Regimes of evaporation and mixing behaviors of nanodroplets at transcritical conditions

N Ly and A Majumdar and M Ihme, FUEL, 331, 125870 (2023).

DOI: 10.1016/j.fuel.2022.125870

The objective of this paper is to examine the fundamental mechanisms responsible for the transition between subcritical evaporation and supercritical dense-fluid-mixing in the absence of convection effects, specifically focusing on the liquid-vapor interfacial dynamics. To isolate the dynamics of this transition process, we characterize the different physical behaviors exhibited by an n-dodecane nanoscale droplet placed in different nitrogen ambient conditions across the fuel's critical point. We employ a continuum-based interface-resolving diffuse-interface method to explore the underlying phase-exchange mechanisms that bring about such distinct dynamics. Following the comparison against molecular dynamics simulations and experiments of evaporating droplets and experimental data for vapor-liquid equilibria, a parametric study at various ambient conditions and droplet sizing is performed to identify four regimes of evaporation/mixing behaviors: sub- and supercritical droplet evaporation, and sub-and supercritical dense- fluid-mixing.

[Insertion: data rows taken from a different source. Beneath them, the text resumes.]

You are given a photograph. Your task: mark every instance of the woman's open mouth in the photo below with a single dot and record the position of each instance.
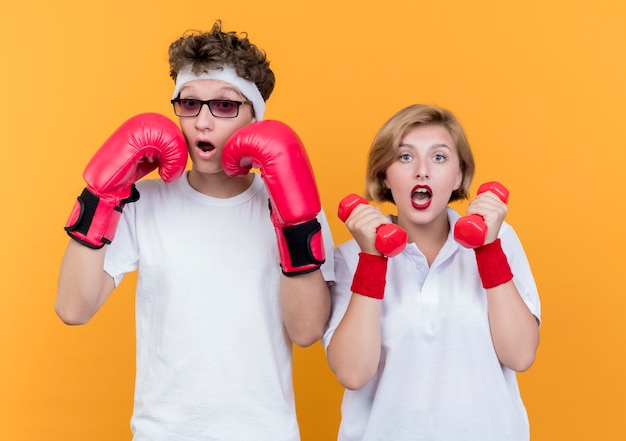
(421, 197)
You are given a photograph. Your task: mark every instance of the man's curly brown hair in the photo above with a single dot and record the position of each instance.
(205, 51)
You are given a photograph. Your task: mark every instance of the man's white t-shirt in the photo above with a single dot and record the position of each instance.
(214, 361)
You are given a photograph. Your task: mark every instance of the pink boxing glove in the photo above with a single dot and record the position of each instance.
(277, 151)
(136, 148)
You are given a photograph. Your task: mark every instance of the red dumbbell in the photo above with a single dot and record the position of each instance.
(470, 231)
(390, 238)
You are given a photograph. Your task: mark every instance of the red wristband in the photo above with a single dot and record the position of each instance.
(493, 265)
(370, 276)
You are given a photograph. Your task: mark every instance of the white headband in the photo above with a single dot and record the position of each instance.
(228, 75)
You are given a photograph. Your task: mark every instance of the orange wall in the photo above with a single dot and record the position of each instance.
(540, 87)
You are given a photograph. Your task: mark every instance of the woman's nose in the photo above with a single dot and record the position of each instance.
(421, 169)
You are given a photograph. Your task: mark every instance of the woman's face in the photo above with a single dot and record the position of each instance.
(424, 174)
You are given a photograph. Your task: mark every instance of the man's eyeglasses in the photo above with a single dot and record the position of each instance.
(187, 107)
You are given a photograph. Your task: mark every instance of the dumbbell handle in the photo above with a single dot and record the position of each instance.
(390, 238)
(470, 230)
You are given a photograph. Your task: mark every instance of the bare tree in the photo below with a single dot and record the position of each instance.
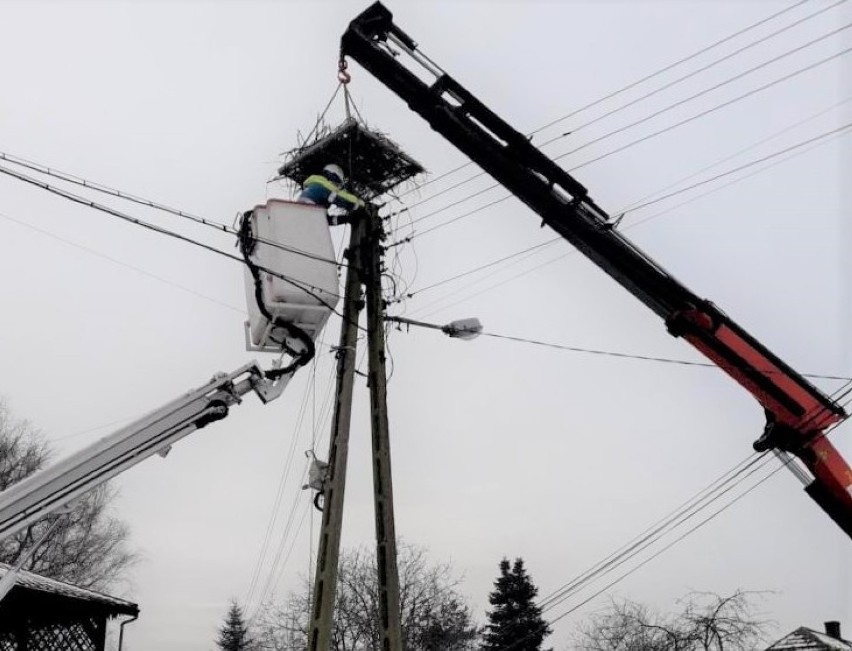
(434, 615)
(706, 622)
(88, 546)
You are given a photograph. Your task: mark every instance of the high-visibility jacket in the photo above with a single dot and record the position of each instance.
(321, 191)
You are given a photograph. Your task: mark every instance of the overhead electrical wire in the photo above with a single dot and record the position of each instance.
(285, 473)
(631, 85)
(649, 202)
(305, 287)
(148, 203)
(641, 139)
(122, 263)
(622, 355)
(514, 646)
(650, 94)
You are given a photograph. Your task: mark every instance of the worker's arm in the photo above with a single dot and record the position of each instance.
(332, 194)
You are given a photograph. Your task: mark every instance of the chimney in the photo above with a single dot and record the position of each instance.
(832, 629)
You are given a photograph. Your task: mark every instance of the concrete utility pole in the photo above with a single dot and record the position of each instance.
(389, 612)
(328, 554)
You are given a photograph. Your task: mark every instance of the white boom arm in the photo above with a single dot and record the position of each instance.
(47, 490)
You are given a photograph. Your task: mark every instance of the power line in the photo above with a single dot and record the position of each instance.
(148, 203)
(629, 86)
(610, 353)
(305, 287)
(716, 62)
(690, 531)
(652, 93)
(646, 137)
(635, 207)
(740, 168)
(122, 263)
(692, 118)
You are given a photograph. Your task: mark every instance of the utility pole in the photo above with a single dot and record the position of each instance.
(386, 561)
(328, 553)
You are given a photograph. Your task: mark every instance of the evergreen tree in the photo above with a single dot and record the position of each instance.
(233, 636)
(514, 621)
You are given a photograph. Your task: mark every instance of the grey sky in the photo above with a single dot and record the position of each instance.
(499, 448)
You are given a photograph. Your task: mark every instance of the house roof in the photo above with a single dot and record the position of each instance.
(807, 639)
(44, 587)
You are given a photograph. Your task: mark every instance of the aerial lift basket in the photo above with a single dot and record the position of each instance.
(293, 242)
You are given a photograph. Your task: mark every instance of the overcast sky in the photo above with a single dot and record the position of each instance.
(499, 448)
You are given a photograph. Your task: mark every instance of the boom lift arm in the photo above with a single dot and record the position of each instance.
(798, 414)
(44, 492)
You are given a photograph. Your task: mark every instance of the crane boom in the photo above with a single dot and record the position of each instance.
(46, 491)
(798, 414)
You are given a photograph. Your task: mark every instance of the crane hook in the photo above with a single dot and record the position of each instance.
(343, 75)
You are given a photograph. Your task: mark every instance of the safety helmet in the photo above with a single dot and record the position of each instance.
(336, 171)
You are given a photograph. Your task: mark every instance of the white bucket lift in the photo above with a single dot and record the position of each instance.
(307, 258)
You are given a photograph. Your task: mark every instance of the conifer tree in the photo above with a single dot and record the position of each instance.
(514, 621)
(234, 636)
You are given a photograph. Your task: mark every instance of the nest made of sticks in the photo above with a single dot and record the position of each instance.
(373, 162)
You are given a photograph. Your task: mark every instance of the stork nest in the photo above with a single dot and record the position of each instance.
(374, 164)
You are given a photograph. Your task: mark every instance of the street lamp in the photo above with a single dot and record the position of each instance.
(459, 329)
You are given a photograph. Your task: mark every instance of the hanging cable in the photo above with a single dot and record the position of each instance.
(103, 189)
(808, 143)
(630, 86)
(635, 142)
(666, 86)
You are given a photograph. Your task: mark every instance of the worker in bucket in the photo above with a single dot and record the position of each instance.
(326, 189)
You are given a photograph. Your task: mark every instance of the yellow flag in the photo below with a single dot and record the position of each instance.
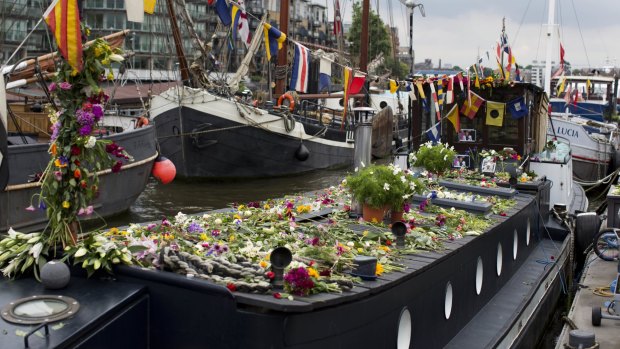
(149, 6)
(495, 113)
(418, 84)
(393, 86)
(453, 116)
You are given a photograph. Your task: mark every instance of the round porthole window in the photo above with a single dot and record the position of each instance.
(404, 329)
(500, 259)
(39, 309)
(527, 233)
(448, 303)
(515, 245)
(479, 275)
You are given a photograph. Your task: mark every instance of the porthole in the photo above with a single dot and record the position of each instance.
(515, 245)
(403, 339)
(479, 275)
(527, 233)
(448, 303)
(500, 257)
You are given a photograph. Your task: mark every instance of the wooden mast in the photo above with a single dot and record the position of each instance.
(178, 43)
(282, 53)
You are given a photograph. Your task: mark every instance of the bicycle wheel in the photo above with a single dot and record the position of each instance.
(605, 245)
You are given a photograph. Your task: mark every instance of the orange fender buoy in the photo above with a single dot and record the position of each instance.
(142, 121)
(164, 170)
(291, 100)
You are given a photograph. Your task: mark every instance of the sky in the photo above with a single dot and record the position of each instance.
(455, 31)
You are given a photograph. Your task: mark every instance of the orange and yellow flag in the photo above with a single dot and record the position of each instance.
(63, 18)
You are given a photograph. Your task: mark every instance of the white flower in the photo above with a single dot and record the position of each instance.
(116, 57)
(90, 142)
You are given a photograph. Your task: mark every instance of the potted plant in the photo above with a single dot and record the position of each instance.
(382, 187)
(436, 158)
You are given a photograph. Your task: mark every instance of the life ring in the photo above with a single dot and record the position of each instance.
(142, 121)
(291, 100)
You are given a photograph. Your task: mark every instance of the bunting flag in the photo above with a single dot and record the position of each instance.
(517, 108)
(450, 92)
(149, 6)
(325, 74)
(470, 108)
(435, 102)
(135, 11)
(495, 113)
(274, 39)
(453, 116)
(240, 24)
(393, 86)
(418, 84)
(223, 11)
(434, 133)
(63, 18)
(4, 162)
(337, 19)
(301, 69)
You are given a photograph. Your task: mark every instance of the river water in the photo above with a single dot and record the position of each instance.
(160, 200)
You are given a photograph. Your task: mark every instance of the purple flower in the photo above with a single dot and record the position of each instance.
(97, 111)
(86, 130)
(194, 228)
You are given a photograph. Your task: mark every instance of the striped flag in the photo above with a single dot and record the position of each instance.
(63, 18)
(301, 69)
(434, 96)
(274, 39)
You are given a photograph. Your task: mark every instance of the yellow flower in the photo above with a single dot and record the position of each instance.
(379, 269)
(313, 273)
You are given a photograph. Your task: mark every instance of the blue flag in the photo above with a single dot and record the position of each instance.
(223, 11)
(434, 133)
(517, 108)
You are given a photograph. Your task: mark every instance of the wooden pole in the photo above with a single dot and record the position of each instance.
(283, 53)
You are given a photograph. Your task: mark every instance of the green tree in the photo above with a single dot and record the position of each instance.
(377, 32)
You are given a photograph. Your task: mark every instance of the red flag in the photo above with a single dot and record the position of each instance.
(337, 19)
(63, 18)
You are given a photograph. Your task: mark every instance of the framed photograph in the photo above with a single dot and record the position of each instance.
(461, 160)
(488, 165)
(467, 135)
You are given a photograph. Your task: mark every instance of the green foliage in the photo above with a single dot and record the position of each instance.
(383, 185)
(435, 158)
(377, 32)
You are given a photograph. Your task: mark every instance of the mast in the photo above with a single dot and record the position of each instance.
(550, 42)
(178, 43)
(282, 54)
(364, 37)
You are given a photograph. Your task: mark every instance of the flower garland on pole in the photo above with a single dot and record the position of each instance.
(70, 182)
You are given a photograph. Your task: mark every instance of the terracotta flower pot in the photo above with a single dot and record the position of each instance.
(372, 214)
(397, 216)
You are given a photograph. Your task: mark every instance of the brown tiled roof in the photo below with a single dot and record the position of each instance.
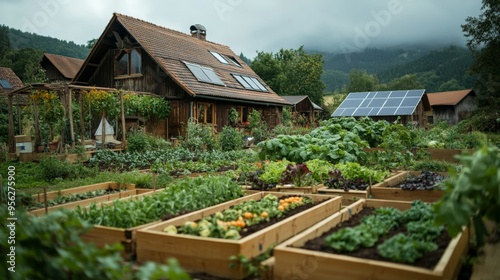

It is shown that the distinction in the phase -exchange mechanisms in these four regimes are brought about by the different thermodynamic phases the droplet center can exhibit during the evaporation/mixing process: subcritical liquid, supercritical liquid- like, subcritical gaseous, and supercritical gas-like, respectively. It is shown that the subcritical dense-fluid-mixing behavior is a direct result of nanoconfinement of the liquid-vapor interfacial structure and thus is not present for large droplet sizes. The present study also shows that the supercritical phase-exchange dynamics can follow two different pathways: supercritical droplet-like evaporation and supercritical dense-fluid-mixing. Furthermore, promoting the early transition to supercritical dense-fluid-mixing can significantly expedite the phase-exchange process through the disintegration of the liquid-like droplet core.